Nossa função é gerar qualidade de vida, riqueza e conhecimento a partir da ciência, tecnologia e inovação. A única maneira de resolvermos a equação do uso dos recursos e do cuidado com o planeta é investindo na pesquisa desses temas. Esse é um dever que levamos a sério na Fundação. Tanto que, ano passado, aprovamos 21 projetos ligados ao meio ambiente, com investimentos de R$ 3,1 bilhões.
É possível desenvolver e preservar?
Sim. Não podemos deixar que o discurso de ambientalistas radicais, que têm luz elétrica e comida na mesa, e querem preservar o meio ambiente a qualquer custo, impeça que camadas mais carentes da população tenham acesso a infraestrutura básica. O homem precisa de alimento e energia e esse consumo tende a se ampliar. O que se explica pelo aumento da população e também pelo direito dos mais carentes a uma vida melhor.
A busca da melhoria da qualidade de vida é inevitável?
Exatamente. E a ciência é responsável por isso, ajudando a encontrar soluções científicas e tecnológicas que garantam a produção de alimentos, de energia e do equilíbrio do desenvolvimento sustentável a partir de uma abordagem séria, isenta de ideologias e radicalismos.

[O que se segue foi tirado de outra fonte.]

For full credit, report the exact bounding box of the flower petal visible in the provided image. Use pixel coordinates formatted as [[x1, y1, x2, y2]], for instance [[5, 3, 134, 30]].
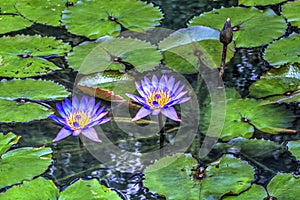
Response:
[[131, 107, 151, 121], [81, 128, 102, 142], [52, 128, 72, 142], [161, 107, 181, 122]]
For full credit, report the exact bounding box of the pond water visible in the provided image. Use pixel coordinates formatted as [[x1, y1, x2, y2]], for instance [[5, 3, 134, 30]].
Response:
[[1, 0, 300, 199]]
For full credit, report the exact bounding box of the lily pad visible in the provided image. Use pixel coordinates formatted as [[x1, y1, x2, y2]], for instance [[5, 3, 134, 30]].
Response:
[[0, 177, 121, 200], [250, 64, 300, 102], [264, 34, 300, 66], [287, 141, 300, 160], [0, 133, 52, 188], [59, 179, 121, 200], [222, 184, 268, 200], [144, 154, 254, 200], [0, 0, 32, 34], [189, 7, 287, 47], [239, 0, 285, 6], [216, 138, 284, 159], [267, 173, 300, 200], [0, 177, 59, 200], [0, 79, 70, 123], [159, 26, 234, 74], [0, 35, 71, 78], [15, 0, 72, 26], [0, 99, 53, 123], [77, 71, 135, 101], [281, 0, 300, 27], [67, 38, 162, 74], [201, 89, 295, 141], [62, 0, 162, 39], [0, 79, 70, 100]]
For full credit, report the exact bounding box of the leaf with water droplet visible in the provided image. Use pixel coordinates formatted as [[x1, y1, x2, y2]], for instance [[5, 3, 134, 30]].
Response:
[[189, 7, 287, 47], [281, 0, 300, 28], [67, 37, 162, 74], [0, 133, 52, 188], [0, 35, 71, 78], [62, 0, 162, 39]]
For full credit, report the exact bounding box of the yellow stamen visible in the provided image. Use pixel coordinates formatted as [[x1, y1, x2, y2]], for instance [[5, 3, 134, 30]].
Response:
[[67, 112, 89, 130], [147, 91, 170, 108]]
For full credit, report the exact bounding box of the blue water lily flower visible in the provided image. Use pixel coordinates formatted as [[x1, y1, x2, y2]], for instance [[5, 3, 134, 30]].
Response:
[[126, 75, 191, 121], [49, 96, 112, 142]]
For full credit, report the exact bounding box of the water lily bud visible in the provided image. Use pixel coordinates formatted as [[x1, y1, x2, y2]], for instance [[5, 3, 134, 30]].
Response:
[[220, 18, 233, 45]]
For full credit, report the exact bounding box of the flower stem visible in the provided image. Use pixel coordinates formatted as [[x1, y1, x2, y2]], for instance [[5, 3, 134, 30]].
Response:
[[158, 113, 165, 157]]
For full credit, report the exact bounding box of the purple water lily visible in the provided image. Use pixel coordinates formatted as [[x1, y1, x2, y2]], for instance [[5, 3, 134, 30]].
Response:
[[49, 96, 112, 142], [126, 75, 191, 121]]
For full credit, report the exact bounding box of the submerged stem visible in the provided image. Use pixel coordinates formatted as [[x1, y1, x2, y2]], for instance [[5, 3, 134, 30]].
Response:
[[158, 113, 165, 157]]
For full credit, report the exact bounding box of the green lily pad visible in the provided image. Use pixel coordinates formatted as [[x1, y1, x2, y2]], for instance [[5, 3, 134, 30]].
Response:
[[0, 14, 32, 34], [201, 89, 295, 141], [67, 38, 162, 74], [0, 177, 59, 200], [287, 141, 300, 160], [0, 35, 71, 78], [281, 0, 300, 27], [0, 79, 70, 100], [144, 154, 254, 200], [59, 179, 121, 200], [0, 133, 52, 188], [62, 0, 162, 39], [77, 71, 135, 101], [189, 7, 287, 47], [239, 0, 285, 6], [264, 34, 300, 66], [0, 132, 21, 155], [15, 0, 72, 26], [0, 79, 70, 123], [0, 0, 32, 34], [0, 99, 53, 123], [0, 177, 121, 200], [249, 64, 300, 102], [159, 26, 234, 74], [267, 173, 300, 200], [216, 138, 283, 158], [222, 184, 268, 200]]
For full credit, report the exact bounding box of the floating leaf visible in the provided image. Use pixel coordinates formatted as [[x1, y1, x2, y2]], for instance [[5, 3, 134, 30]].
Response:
[[144, 154, 254, 200], [0, 177, 121, 200], [281, 0, 300, 27], [77, 71, 135, 101], [0, 177, 59, 200], [0, 35, 71, 77], [0, 0, 32, 34], [0, 79, 70, 100], [189, 7, 287, 47], [287, 141, 300, 160], [222, 184, 268, 200], [264, 34, 300, 66], [15, 0, 66, 26], [0, 134, 52, 188], [67, 38, 162, 74], [0, 79, 70, 122], [0, 14, 32, 34], [267, 173, 300, 200], [59, 179, 121, 200], [62, 0, 162, 39], [202, 89, 295, 141], [159, 26, 234, 74], [239, 0, 285, 6], [0, 99, 53, 123], [250, 64, 300, 102]]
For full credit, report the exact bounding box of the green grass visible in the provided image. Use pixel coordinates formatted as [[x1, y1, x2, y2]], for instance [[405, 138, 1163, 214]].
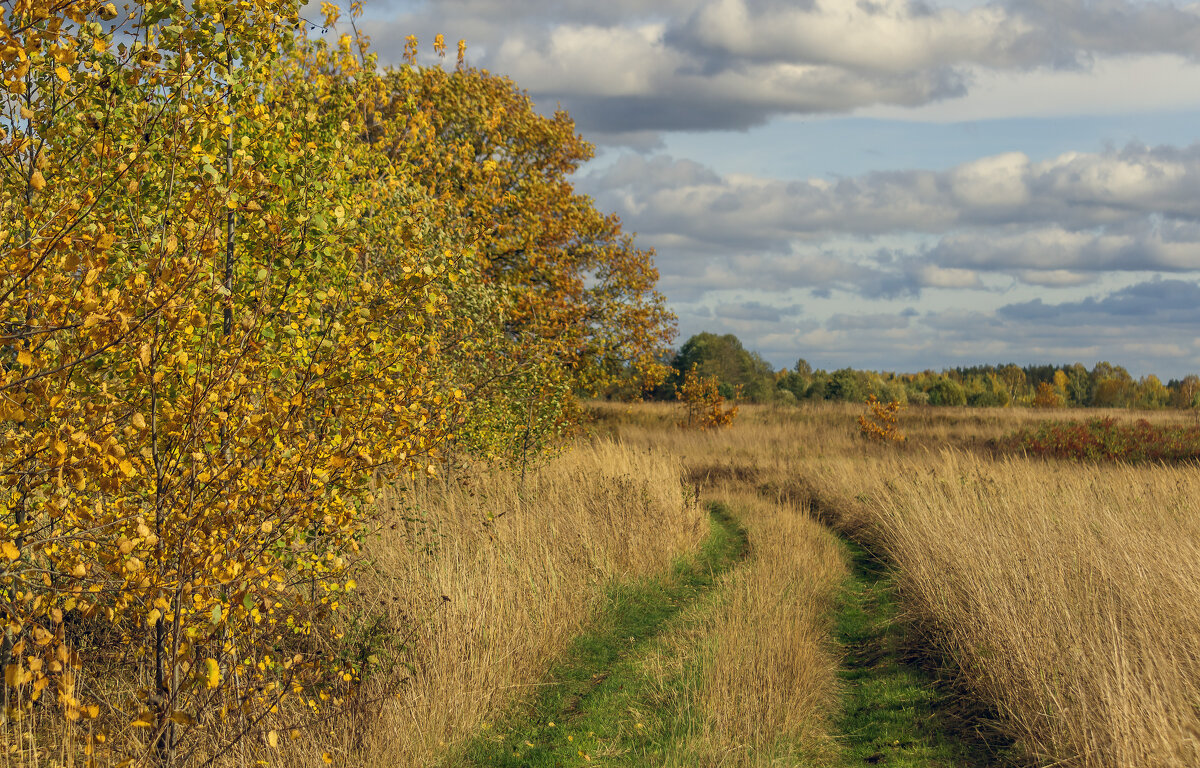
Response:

Por exemplo: existe um debate intenso sobre o uso dos combustíveis fósseis, mas nós ainda vamos utilizá-los por muito tempo. Só que já existem alternativas e soluções para que esse desgaste ambiental seja minimizado. O álcool e o carro elétrico são duas alternativas. Existem outras. Encontrar o custo-benefício dessas soluções é que irá garantir uma vida melhor no planeta.
O senhor é a favor da exploração do pré-sal?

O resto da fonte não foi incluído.